SUBVERTING THE ART OF DIPLOMACY
Author: Selman Özdan
Bullshit and lies can undermine the art of diplomacy, putting in peril the relationships between states and the role of diplomats in honestly and frankly conveying information to their governments.
As the philosopher Frankfurt (2005: 63) states, bullshit is ‘unavoidable whenever circumstances require someone to talk without knowing he is talking about. Thus the production of bullshit is stimulated whenever a person’s obligations or opportunities to speak about some topic exceed his knowledge of the facts that are relevant to that topic’. Further, the bullshitter has no interest in whether what s/he claims is true or not . Facts do not concern her/him, and is not ‘germane to the enterprise of describing reality’.
Modern communication channels such as Twitter have accelerated such bullshit statements because State officials are poorly informed by social media and would not be able to make deliberative statements.

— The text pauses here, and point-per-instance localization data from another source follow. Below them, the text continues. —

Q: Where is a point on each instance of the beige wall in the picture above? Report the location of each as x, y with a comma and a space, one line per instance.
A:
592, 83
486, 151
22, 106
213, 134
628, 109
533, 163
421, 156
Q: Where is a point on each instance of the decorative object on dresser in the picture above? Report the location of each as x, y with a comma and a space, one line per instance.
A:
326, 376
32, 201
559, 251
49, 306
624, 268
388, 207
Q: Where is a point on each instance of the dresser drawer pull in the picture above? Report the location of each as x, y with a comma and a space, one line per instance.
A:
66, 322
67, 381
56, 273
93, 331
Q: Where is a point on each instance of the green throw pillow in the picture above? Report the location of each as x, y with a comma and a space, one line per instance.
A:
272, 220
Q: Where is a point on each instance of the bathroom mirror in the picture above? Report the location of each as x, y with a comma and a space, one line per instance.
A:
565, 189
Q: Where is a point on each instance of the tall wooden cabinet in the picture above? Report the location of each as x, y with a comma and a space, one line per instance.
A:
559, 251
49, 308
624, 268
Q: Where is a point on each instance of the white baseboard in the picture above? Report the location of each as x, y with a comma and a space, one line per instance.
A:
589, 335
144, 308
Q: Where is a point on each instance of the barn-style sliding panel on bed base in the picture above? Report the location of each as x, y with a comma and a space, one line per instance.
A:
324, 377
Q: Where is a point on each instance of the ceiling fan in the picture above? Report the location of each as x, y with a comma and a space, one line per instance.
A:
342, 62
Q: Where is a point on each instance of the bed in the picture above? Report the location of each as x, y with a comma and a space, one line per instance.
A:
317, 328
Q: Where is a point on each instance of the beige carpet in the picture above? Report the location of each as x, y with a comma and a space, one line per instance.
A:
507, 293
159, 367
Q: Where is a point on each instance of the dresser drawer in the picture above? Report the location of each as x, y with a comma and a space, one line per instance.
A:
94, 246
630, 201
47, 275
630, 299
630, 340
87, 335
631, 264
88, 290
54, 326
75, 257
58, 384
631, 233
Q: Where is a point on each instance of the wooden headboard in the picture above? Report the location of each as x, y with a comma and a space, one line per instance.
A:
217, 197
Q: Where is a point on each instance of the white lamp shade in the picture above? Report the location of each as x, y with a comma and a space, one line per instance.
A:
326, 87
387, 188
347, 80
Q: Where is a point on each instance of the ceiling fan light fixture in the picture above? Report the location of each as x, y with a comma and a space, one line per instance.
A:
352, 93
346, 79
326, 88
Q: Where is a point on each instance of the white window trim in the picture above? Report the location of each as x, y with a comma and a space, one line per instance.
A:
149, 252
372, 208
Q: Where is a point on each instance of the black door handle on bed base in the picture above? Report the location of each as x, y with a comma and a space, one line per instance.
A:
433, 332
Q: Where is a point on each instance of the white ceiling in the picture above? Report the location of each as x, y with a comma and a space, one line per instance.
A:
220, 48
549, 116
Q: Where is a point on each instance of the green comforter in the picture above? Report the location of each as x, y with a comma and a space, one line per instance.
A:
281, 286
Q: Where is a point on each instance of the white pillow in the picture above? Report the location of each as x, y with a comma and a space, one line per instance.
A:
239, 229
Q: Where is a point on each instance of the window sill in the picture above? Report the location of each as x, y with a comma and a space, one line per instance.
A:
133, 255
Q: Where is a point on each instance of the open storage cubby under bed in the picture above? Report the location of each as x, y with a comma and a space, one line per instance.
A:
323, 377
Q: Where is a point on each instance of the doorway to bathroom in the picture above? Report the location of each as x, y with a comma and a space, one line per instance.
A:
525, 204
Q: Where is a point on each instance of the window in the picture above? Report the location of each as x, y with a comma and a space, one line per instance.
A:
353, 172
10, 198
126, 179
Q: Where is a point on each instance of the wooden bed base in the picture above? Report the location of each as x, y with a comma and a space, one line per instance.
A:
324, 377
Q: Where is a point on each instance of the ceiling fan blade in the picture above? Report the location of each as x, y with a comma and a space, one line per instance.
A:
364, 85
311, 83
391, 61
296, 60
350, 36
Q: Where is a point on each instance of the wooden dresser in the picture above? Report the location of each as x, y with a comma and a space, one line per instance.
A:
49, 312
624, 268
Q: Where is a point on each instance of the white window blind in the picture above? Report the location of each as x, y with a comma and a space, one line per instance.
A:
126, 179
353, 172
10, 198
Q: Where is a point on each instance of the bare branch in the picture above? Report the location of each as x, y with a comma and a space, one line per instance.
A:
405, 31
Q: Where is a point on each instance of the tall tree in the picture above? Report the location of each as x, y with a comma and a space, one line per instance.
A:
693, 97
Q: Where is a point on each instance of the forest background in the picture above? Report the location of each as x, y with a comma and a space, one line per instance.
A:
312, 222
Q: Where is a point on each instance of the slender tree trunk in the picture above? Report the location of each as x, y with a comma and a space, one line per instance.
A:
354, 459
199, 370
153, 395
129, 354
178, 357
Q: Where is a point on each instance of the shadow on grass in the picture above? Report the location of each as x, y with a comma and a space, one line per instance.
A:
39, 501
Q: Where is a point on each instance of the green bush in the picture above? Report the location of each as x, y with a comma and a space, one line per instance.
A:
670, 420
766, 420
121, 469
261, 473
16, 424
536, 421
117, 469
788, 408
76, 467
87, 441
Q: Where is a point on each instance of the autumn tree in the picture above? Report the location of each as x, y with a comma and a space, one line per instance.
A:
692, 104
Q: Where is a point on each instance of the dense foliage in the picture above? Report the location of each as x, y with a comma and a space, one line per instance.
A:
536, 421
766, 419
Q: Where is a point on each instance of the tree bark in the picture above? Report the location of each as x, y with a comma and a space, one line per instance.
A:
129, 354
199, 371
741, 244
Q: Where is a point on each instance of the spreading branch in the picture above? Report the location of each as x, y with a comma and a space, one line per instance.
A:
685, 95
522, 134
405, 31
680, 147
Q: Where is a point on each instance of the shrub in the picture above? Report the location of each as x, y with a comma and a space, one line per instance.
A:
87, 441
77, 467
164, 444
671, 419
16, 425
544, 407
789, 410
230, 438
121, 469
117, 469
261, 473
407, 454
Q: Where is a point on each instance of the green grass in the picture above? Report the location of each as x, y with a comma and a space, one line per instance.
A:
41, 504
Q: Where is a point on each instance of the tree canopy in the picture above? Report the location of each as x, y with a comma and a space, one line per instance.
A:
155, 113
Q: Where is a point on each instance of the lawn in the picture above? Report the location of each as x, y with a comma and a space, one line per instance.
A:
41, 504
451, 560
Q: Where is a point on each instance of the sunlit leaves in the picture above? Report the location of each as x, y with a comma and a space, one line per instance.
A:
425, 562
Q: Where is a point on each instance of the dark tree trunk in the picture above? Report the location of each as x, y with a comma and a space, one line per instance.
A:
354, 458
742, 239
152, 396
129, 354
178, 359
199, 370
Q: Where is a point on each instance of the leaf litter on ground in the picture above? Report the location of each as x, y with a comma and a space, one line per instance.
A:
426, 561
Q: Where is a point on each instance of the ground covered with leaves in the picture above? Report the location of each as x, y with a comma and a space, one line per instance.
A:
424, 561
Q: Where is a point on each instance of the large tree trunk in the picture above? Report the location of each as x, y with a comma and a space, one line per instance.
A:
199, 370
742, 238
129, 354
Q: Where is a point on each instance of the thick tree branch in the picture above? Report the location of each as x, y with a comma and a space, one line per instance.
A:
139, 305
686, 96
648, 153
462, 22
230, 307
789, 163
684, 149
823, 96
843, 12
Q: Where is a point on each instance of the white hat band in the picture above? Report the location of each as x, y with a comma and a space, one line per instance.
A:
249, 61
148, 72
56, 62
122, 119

There is a significantly nuanced difference between bullshit and diplomacy. While the essence of the former is ‘phony’ (Frankfurt 2005: 47), the soul of latter is tact and sensibility, reason and persuasion. It is possible that the former emerges in default of the latter. While bullshit is ‘so vast and amorphous that no crisp and perspicuous analysis of its concept can avoid being procrustean’ , it can be defined as a deceptive method which aims at manipulating the opinions and attitudes of those with whom the bullshitter speaks. The bullshitter’s focus is ‘panoramic rather than particular. He does not limit himself to inserting a certain falsehood at a specific point, and thus he is not constrained by the truths surrounding that point or intersecting it. As we have so often, and alarmingly seen, the bullshitter ‘is prepared, so far as required, to fake the context as well’. The liar, by contrast, is ‘inescapably concerned with truth-values’ , and must show some concern for the truth; the bullshitter, by contrast, does not share the same lack of constraint as does the liar. Unlike the liar, the creativity with which the bullshitter constructs his reality is ‘less analytical and less deliberative’ than that which is used in lying.

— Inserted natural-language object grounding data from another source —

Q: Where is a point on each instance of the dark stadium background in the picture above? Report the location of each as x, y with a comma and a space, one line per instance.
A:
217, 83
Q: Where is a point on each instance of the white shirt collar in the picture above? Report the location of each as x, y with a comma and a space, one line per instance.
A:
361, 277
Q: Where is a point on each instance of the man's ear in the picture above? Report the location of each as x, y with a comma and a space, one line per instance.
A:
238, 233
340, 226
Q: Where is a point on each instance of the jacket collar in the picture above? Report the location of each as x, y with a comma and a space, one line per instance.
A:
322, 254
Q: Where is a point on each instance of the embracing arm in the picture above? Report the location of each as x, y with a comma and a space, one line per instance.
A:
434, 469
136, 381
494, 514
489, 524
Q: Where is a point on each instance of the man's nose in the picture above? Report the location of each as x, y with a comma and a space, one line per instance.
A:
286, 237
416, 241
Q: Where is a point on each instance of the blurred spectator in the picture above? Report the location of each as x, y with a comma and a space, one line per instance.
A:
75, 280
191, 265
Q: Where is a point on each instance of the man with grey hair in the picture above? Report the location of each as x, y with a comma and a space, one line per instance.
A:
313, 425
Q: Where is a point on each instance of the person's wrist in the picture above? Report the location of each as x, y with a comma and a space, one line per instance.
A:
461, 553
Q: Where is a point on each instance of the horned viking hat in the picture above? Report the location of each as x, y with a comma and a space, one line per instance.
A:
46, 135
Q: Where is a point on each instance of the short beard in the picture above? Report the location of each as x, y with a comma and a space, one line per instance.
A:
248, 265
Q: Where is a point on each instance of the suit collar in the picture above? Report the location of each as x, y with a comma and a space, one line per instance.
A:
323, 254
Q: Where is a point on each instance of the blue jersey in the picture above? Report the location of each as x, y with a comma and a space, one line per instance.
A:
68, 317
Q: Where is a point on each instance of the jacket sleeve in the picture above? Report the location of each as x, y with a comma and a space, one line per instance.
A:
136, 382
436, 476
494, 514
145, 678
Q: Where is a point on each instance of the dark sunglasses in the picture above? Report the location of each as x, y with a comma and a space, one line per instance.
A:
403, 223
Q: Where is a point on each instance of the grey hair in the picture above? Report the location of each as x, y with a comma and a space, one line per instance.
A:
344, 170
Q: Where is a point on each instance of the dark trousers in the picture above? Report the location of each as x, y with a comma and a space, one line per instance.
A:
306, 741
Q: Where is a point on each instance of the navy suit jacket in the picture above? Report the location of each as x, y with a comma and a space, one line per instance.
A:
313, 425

Both the liar and the bullshitter misrepresent the truth. What the liar hides, however, is that ‘he is attempting to lead us away from a correct apprehension of reality; we are not to know that he wants us to believe something he supposes to be false’. What the bullshitter seeks to hide is that the truth-values of his statements are of no central interest to him; what we are not to understand is that his intention is neither to report the truth nor to conceal it. This does not mean that his speech is anarchically impulsive, but that the motive guiding and controlling it is unconcerned with how the things about which he speaks truly are.

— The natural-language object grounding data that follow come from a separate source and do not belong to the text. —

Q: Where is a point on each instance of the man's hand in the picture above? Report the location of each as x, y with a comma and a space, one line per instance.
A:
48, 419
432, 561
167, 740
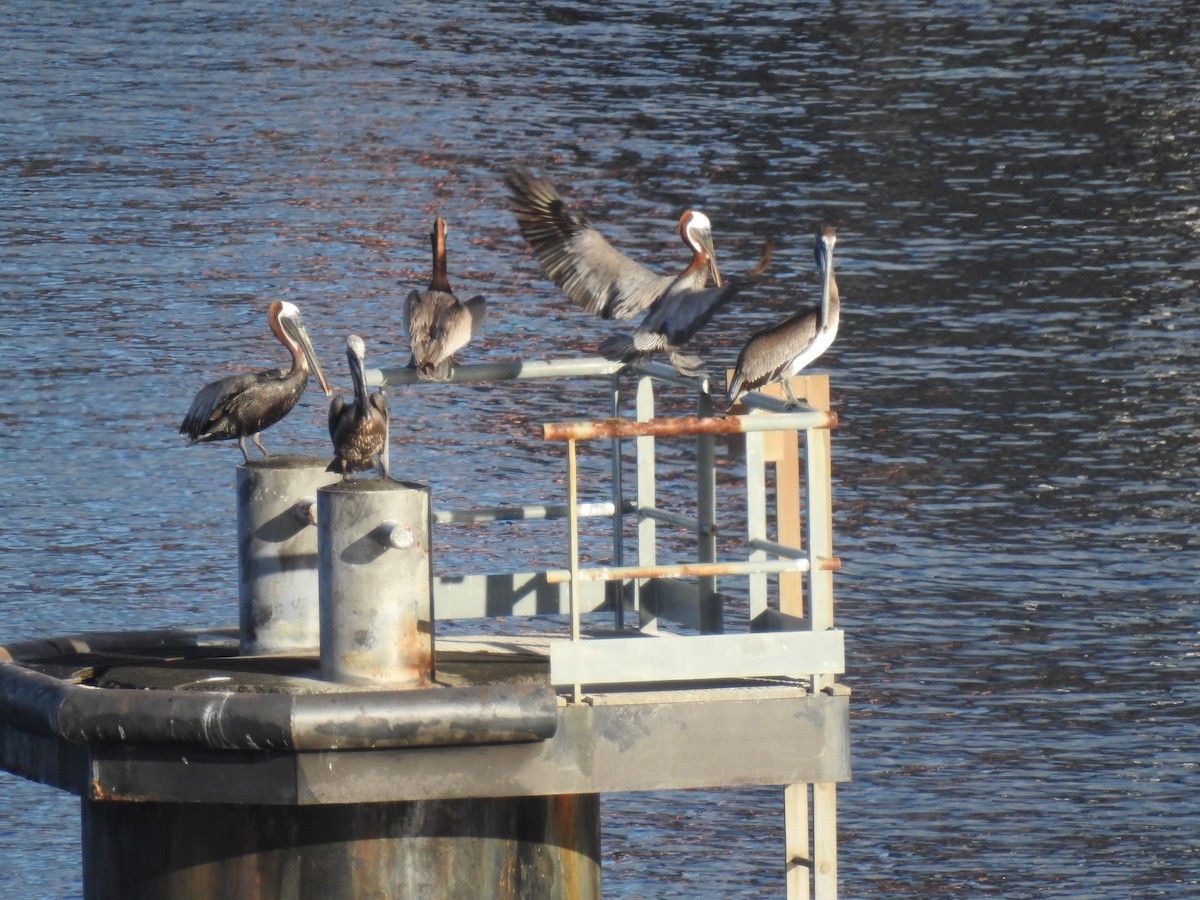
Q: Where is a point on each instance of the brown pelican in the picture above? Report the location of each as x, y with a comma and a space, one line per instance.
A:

The bullshitter is a person who is ‘neither on the side of the true nor the side of the false’. Rather, his ‘eye is not on the facts at all, as the eyes of the honest man and the liar are, except insofar as they may be pertinent to his interest in getting away with what he says’ . The bullshitter does not ‘care whether the things he says describe reality correctly. He just picks them out, or makes them up, to suit his purposes’. Accomplishing an outcome and following protocol rules are important features, inter alia, of diplomacy, and would no longer be defined as an art while it is used by a bullshitter. The bullshitter puts forward neither false nor true statements, and s/he more likely speaks or makes statements without worrying about the outcome or what is true. The essence of bullshit is not ‘that it is false but that it is phony’ . Further, excessive indulgence in bullshitting involves ‘making assertions without paying attention to anything except what it suits one to say’ so that the ‘normal habit of attending to the way things are may become attenuated or lost’ . The bullshitter, unlike the liar, pays no heed to the authority of truth. Consequently, Frankfurt suggests, ‘the bullshitter is a greater enemy of the truth than lies are’ . Of further interest, and which may explain why so many continue to believe Trump, is that the proliferation of bullshit has its deeper sources in scepticism which ‘deny that we can have any reliable access to an objective reality’ and who, therefore, reject the possibility of ‘knowing how things truly are’ .
A bullshitter ‘may not deceive us … either about the facts or about what he takes the facts to be. What he does necessarily attempt to deceive us about his enterprise’ (Frankfurt 2005: 54).
Frankfurt (2006: 5) claimed that bullshitters, although they represent themselves as being engaged simply in conveying information, are not engaged in that enterprise at all. Instead, and most essentially, they are fakers and phonies who are attempting by what they say to manipulate the opinions and the attitudes of those to whom they speak. What they care about primarily, therefore, is whether what they say is effective in accomplishing this manipulation. Correspondingly, they are more or less indifferent to whether what they say is true or whether it is false.